Absolute gains are relatively small (MOS ≈ +0.07, RTF ≈ −0.0005); the authors characterize this as an "encoder-side refinement" rather than a paradigm shift.

vs. Attention-based TTS (Tacotron/JETS/StyleTTS2): These offer strong alignment and style modeling but with quadratic complexity and global interactions unsuitable for streaming, motivating the need for linear-time, bounded-activation conditioning stacks.
vs. Hybrid Mamba (Jiang/Zhang 2024): MVC replaces simple bi-Mamba concatenation with gated forward-backward fusion + AdaLN, using capacity-matched baselines to isolate the architectural effects of removing attention.
Insight: To leverage the advantages of SSMs in sequential conditioning tasks, mechanisms like gating and conditional modulation (AdaLN) are necessary; simple backbone replacement is usually insufficient to match Transformer quality. "Heavy training module, light inference SSM" is a deployment paradigm worth promoting.

Rating¶

Novelty: ⭐⭐⭐ — The "full SSM conditioning stack at inference" is a clean and previously unverified hypothesis.
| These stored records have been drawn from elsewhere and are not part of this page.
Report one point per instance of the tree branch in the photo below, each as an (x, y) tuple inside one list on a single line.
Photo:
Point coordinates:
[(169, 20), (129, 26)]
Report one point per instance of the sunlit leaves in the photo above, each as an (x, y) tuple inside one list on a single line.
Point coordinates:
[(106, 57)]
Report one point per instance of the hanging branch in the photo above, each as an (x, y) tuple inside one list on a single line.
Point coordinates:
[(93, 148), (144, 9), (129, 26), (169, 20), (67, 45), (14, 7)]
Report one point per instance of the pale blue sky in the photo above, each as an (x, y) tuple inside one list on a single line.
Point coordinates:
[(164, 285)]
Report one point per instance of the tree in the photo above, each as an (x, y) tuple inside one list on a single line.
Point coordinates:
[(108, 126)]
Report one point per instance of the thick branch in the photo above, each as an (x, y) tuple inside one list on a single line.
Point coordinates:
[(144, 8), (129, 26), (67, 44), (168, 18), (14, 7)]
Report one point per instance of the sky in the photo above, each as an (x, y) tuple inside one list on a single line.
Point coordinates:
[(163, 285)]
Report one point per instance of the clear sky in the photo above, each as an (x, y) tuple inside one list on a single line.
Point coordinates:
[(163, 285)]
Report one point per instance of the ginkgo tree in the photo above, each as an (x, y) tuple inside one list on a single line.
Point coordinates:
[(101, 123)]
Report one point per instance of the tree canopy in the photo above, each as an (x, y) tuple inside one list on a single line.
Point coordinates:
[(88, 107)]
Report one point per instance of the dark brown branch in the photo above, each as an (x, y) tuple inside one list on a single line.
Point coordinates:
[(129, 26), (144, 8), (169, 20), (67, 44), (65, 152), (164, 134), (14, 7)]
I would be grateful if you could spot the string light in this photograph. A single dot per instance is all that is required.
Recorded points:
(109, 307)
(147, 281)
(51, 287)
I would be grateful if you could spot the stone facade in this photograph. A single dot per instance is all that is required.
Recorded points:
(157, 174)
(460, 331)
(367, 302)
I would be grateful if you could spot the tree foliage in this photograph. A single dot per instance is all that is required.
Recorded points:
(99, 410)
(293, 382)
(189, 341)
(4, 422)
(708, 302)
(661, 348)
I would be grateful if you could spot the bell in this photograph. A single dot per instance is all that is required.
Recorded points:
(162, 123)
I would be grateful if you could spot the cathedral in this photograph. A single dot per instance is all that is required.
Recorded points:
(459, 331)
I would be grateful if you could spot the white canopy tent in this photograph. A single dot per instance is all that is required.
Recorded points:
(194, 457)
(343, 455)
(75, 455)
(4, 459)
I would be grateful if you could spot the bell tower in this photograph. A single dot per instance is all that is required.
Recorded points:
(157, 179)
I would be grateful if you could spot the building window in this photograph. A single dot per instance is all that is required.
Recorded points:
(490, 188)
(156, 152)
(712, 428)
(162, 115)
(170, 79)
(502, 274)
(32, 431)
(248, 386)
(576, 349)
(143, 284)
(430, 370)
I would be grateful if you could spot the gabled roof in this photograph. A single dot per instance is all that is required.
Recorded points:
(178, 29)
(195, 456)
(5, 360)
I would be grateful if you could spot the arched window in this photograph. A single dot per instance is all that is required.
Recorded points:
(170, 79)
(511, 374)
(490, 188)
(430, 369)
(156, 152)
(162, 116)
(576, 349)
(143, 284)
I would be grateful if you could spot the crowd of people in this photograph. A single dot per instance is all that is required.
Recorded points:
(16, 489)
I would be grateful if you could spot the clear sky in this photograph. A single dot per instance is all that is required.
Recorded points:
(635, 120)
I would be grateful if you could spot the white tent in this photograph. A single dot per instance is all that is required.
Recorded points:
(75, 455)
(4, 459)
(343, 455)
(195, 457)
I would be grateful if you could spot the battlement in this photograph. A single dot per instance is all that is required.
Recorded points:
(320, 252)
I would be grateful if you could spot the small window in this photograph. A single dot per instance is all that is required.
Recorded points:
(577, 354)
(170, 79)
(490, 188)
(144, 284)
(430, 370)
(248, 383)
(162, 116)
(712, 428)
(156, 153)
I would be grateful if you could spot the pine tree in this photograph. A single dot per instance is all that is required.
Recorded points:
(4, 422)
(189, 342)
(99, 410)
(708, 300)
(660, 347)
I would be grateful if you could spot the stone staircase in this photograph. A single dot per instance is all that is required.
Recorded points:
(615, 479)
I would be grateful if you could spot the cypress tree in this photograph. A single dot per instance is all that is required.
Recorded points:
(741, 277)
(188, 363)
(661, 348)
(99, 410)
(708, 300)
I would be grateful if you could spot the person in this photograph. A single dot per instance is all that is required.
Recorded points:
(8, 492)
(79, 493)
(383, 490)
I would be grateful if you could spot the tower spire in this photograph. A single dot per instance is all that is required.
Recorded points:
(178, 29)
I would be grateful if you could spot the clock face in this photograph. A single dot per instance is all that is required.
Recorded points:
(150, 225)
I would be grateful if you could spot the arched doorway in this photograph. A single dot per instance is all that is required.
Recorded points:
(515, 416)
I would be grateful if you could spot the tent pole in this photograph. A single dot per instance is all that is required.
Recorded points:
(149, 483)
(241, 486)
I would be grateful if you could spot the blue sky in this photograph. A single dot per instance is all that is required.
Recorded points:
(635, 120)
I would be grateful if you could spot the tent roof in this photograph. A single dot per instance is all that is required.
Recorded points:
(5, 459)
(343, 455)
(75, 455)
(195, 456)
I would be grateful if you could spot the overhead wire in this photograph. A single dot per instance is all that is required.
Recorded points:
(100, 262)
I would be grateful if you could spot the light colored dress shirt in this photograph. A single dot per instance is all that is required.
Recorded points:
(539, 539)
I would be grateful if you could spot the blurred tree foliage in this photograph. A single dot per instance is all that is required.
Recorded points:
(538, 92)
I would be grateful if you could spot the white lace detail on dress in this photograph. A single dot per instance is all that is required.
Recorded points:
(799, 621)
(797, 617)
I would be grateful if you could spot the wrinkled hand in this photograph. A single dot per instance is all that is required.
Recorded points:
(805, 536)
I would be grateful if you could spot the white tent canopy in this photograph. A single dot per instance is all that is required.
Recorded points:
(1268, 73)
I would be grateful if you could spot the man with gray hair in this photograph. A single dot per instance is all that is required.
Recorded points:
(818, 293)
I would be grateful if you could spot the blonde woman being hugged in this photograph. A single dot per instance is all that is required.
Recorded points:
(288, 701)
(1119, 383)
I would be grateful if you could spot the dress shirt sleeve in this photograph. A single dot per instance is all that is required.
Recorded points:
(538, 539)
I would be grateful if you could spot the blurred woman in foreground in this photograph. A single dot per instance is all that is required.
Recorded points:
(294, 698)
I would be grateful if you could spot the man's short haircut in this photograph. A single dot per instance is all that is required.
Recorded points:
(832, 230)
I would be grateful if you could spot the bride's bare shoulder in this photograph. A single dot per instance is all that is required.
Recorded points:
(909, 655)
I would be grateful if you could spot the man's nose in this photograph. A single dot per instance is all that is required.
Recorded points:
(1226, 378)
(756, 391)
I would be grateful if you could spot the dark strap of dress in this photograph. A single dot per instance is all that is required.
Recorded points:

The combination of gated fusion and AdaLN is novel, though the overall work is a refined reorganization of existing components (Mamba/StyleTTS2/AdaLN).
Experimental Thoroughness: ⭐⭐⭐⭐ — Strict protocol matching; covers ID/OOD/zero-shot/cross-lingual/long-form/streaming. Ablations cover components, depth, and fusion types with solid statistical testing.
Writing Quality: ⭐⭐⭐⭐ — Honest about small gains, clearly defines baseline boundaries, and presents modest but justified claims.
Value: ⭐⭐⭐ — Friendly for deployment (memory/throughput/long-form stability) as a plug-and-play efficient conditioning module. However, because diffusion still dominates latency, the impact is more an engineering refinement than a breakthrough.